Greetings, my name is Brenda Harvey and I am a Volunteer Solar System Ambassador with NASA/JPL. As part of my job I get to inform my community of NASA happenings.
NASA is a government agency responsible for technology and science related to air and space. They have satellites in space and rovers on Mars, but what people sometimes don’t know is that NASA does a lot of research on earth to help benefit in our daily lives, including researching snowfall and mosquito mitigation to prevent people from dying of mosquito-borne illnesses.
Today I am happy to tell you about a NASA event called International Observe the Moon Night set to happen October 5, 2019. This is an annual world-wide celebration of lunar exploration and science. It began in 2010 and it sets one day where everyone on earth is invited to observe and learn about the moon. It also serves to celebrate the personal and cultural connections we have with our one moon, which also happens to be our closest neighbor in space.
Each year this event happens in September or October around the moon’s first quarter, due to the fact that at first quarter the moon is visible in the afternoon and the evening, which makes it a great time to get together and view the moon.
While some might think that full moon would be a good time for such an event, a first quarter moon is actually better.

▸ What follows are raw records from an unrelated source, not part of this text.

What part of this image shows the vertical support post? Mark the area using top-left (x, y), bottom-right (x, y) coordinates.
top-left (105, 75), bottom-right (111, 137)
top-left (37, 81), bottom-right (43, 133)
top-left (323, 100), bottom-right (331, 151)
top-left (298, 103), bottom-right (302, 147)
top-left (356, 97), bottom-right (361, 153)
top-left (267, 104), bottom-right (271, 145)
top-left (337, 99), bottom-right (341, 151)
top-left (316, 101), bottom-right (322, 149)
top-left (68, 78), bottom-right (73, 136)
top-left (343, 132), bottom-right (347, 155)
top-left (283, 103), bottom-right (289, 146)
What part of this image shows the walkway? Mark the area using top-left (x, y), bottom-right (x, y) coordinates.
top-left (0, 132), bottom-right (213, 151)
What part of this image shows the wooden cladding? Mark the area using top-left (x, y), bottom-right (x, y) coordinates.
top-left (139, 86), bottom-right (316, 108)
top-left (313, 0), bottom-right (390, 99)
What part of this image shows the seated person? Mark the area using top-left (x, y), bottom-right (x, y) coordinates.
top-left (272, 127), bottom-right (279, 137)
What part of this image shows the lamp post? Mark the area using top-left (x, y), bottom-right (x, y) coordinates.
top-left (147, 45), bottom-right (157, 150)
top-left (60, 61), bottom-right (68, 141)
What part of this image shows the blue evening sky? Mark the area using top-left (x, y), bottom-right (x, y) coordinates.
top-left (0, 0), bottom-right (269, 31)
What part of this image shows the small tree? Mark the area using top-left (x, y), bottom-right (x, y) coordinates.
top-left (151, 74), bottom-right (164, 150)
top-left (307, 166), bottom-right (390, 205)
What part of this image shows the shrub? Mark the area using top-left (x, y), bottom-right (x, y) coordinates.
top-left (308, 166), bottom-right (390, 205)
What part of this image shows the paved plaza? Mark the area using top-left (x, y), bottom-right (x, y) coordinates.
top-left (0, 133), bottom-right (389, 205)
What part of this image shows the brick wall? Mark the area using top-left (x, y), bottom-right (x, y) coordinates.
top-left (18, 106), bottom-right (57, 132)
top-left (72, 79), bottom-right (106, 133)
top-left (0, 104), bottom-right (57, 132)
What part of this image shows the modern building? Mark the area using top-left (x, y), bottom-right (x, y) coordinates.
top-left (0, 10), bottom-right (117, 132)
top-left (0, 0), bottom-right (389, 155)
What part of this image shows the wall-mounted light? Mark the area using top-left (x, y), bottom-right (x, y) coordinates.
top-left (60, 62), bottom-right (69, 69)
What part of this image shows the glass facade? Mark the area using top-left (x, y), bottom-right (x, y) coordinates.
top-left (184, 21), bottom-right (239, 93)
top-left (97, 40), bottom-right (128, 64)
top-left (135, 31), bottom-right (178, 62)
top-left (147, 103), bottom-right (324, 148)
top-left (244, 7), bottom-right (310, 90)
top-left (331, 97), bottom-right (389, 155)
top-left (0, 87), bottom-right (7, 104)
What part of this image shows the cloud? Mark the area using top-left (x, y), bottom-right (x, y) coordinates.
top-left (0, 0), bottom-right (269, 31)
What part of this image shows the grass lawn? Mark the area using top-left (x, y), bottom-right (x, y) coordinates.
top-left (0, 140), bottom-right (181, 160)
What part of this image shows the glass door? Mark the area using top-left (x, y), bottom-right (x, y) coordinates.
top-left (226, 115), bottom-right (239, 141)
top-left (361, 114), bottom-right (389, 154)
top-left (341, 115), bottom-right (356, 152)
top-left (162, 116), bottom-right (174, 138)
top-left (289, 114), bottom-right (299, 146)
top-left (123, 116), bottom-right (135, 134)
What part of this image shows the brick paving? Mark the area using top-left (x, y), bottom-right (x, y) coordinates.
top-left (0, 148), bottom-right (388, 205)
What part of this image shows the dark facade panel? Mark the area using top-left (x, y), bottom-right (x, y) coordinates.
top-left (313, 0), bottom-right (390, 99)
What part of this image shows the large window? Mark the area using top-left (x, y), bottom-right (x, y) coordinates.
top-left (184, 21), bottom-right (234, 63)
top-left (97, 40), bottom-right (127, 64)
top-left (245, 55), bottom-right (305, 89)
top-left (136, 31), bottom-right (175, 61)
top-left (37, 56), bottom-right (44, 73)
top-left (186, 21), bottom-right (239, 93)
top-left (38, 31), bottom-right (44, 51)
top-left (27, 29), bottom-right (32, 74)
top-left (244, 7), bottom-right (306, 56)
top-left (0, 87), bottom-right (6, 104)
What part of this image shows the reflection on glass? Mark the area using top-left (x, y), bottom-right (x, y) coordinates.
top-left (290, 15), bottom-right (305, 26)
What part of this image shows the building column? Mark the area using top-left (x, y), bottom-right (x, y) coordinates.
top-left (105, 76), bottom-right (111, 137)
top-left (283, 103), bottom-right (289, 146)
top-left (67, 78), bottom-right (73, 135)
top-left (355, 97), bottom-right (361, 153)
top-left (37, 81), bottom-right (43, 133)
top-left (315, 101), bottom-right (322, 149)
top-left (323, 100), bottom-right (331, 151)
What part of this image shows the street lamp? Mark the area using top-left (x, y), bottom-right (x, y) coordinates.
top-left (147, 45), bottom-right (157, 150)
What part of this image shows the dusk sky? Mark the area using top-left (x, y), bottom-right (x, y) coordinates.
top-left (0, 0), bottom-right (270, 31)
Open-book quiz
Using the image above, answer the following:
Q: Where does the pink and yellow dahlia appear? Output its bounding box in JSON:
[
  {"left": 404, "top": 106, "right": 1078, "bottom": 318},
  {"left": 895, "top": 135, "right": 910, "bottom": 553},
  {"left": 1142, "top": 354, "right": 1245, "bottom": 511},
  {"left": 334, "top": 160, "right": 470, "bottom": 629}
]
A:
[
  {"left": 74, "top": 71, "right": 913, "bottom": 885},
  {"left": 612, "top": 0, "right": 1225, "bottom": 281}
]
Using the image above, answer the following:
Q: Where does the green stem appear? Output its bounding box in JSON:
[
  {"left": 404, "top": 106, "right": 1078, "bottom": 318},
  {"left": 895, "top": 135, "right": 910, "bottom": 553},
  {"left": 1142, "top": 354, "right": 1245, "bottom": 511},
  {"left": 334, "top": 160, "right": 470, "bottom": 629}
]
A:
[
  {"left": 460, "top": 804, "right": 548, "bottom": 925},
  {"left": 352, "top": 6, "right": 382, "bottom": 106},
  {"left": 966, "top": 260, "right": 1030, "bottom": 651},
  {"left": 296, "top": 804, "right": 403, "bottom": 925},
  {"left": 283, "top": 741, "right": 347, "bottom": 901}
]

Most lunar features are seen best near the lunar terminator, the line which corresponds to sunrises or sunsets on the lunar surface. Long shadows near the terminator accentuate lunar topography. At first quarter on October 5, the sunrise terminator will bisect the lunar disk, allowing for great views of huge craters and other features.
Locally you will have a chance to participate in this free, international event at Orchard City Town Park from 6 to 9 p.m. on October 5. The Black Canyon Astronomical Society will set up telescopes, and I will also be there to provide information and activities.